Al-Qadhi Iyadh mengatakan, “Mungkin dibukannya pintu surga sebagai ungkapan dari ibadah-ibadah yang dibukakan oleh Allah kepada hamba-hamba-Nya pada Ramadhan, namun tidak dibuka pada bulan lain. Sepeti puasa, qiyam al-lail (shalat tarawih), berbuat kebaikan-kebaikan, dan lebih menahan diri dari hal-hal yang menyalahi aturan Allah ﷻ. Semua ini dapat menjadi penyebab seseorang masuk ke surga dan sekaligus penyebab terbukanya pintu-pintu surga.” 

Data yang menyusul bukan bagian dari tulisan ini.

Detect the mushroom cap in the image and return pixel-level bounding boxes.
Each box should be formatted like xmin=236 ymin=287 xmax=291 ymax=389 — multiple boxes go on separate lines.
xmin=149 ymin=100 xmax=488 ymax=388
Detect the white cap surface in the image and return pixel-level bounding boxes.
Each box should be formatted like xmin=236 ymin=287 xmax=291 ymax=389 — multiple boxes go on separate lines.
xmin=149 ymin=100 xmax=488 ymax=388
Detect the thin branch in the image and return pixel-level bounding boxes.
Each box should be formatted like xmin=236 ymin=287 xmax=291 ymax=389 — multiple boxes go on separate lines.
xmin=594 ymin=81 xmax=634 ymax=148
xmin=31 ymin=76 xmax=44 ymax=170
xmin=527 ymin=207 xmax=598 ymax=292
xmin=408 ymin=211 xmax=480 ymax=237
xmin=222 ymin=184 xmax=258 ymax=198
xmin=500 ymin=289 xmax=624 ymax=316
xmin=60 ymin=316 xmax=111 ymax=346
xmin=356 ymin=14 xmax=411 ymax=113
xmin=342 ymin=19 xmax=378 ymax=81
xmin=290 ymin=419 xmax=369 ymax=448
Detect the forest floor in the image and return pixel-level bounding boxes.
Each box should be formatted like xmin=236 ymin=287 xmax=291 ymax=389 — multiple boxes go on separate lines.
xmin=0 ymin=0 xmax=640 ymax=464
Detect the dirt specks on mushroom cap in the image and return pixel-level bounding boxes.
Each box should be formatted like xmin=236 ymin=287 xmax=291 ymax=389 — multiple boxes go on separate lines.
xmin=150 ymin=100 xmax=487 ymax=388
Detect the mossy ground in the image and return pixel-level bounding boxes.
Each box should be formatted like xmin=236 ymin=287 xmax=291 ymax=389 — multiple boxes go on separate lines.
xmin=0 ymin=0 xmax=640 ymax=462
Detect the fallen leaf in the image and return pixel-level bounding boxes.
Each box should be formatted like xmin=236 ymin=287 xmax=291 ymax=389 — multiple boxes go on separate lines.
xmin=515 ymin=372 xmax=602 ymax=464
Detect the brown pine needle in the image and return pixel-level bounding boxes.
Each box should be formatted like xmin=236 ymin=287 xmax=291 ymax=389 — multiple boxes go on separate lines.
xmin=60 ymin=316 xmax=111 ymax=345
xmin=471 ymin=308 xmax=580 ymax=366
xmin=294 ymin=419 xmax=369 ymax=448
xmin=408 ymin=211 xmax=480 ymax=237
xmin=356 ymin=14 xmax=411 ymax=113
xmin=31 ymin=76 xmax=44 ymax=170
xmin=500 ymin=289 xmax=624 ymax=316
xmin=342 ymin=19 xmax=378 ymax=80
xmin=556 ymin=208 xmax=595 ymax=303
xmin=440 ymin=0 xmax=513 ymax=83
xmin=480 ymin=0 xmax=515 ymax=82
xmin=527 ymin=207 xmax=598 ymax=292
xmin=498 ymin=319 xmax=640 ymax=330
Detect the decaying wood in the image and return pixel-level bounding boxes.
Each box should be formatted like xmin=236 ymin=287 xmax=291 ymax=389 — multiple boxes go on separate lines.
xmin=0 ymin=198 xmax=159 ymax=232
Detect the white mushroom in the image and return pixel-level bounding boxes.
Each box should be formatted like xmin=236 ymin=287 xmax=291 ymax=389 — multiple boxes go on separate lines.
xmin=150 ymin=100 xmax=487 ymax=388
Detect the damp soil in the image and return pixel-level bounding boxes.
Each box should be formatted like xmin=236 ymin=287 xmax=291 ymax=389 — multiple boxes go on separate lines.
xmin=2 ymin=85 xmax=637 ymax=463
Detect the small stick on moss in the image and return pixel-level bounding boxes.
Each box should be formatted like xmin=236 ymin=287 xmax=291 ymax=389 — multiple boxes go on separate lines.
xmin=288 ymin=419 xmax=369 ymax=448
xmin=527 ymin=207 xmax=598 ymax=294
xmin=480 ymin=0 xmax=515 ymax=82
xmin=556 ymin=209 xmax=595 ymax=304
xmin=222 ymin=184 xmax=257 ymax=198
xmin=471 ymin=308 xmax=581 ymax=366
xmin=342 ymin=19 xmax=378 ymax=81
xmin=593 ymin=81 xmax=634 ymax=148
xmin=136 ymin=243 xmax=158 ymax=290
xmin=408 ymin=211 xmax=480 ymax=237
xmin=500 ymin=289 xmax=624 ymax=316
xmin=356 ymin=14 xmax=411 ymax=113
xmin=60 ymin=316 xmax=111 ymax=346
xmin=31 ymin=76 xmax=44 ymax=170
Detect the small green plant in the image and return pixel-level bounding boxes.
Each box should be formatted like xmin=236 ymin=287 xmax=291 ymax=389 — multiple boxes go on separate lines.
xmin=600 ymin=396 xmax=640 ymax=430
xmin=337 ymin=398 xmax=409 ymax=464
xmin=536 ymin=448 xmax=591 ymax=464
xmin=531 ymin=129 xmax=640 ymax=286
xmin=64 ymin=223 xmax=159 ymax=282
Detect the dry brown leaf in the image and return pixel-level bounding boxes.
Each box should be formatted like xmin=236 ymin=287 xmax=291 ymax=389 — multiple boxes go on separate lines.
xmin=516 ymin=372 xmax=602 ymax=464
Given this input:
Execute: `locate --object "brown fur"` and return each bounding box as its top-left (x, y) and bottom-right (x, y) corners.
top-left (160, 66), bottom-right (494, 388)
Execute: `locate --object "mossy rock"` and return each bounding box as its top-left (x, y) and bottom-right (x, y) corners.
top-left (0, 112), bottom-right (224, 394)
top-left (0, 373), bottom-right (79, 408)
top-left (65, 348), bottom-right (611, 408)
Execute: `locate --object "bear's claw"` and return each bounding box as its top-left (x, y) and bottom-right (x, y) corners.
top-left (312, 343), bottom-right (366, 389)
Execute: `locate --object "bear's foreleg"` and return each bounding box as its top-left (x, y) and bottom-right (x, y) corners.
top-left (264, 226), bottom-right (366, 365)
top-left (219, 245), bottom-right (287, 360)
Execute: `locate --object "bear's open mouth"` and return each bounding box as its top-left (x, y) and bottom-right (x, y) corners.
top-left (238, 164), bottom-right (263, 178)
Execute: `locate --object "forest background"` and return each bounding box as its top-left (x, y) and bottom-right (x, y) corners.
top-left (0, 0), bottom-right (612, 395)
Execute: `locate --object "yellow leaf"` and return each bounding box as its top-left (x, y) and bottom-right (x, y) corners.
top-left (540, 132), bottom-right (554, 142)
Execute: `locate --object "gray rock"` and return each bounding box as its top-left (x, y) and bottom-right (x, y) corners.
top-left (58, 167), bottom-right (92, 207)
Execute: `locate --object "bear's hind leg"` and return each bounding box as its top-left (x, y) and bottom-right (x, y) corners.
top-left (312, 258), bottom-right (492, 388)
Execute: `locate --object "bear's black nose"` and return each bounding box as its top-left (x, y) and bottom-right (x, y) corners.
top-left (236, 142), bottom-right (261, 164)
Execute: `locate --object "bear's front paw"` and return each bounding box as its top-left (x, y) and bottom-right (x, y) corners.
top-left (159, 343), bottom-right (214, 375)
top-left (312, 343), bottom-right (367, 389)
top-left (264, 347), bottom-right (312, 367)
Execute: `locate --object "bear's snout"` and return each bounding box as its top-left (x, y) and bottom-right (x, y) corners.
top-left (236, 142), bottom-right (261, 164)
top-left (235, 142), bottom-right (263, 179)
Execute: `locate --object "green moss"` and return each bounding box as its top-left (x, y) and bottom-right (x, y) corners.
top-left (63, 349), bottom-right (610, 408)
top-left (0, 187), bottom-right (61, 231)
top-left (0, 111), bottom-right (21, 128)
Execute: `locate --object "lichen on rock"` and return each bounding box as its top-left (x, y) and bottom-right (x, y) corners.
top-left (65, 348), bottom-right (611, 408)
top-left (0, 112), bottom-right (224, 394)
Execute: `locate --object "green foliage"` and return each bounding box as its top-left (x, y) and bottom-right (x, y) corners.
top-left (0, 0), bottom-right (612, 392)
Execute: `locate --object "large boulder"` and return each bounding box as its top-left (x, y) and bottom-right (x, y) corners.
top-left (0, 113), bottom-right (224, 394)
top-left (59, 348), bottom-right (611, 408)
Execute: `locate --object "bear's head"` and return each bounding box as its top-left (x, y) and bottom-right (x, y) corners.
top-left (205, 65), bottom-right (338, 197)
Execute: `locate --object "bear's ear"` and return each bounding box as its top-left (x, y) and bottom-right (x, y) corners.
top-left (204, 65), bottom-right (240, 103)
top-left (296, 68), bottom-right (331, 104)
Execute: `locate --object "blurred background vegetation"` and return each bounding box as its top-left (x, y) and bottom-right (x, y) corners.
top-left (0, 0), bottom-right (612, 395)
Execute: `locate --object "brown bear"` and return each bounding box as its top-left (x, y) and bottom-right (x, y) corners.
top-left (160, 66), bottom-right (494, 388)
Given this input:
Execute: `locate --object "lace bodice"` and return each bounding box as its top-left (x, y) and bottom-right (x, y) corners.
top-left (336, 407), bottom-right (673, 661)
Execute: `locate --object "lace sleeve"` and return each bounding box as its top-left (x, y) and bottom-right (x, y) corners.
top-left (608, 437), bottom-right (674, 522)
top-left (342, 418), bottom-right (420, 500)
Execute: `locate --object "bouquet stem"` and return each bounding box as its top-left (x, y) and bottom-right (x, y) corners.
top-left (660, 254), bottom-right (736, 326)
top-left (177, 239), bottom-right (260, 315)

Dan dalam redaksi selanjutnya dapat dipahami bahwa dengan terbatasnya upaya setan-sean menggoda dan menyakiti orang mukmin, maka terbatas itu bukan berarti mencegah seluruh godaan setan. Sebab sebagian mereka masih bisa menggoda manusia. Hal ini sebagaimana hadits berikut ini: 

إِذَا كَانَ أَوَّلُ لَيْلَةٍ من شَهْرِ رَمَضَانَ صُفِّدَتِ الشَّيَاطِينُ وَمَرَدَةُ الْجِنِّ

Idza kaana awwalu lailatin min syahri Ramadhana shufidat as-syayathinu wa maradatul-jinn.” 

Yang artinya, “Ketika tiba malam pertama dari bulan Ramadhan, setan-setan dan jin-jin yang durhaka dibelenggu.”

Baca juga: Tiga Perangai Buruk dan Tiga Sifat Penangkalnya  

Maka dapat dipahami bahwa tidak semua setan dibelenggu, melainkan hanya setan yang durhaka saja. Sedangkan menurut Al-Qadhi Iyadh, tertutupnya pintu neraka dan dibelenggunya setan dapat dipahami sebagai ungkapan menahan diri dari melakukan hal-hal yang bertentangan dengan agama.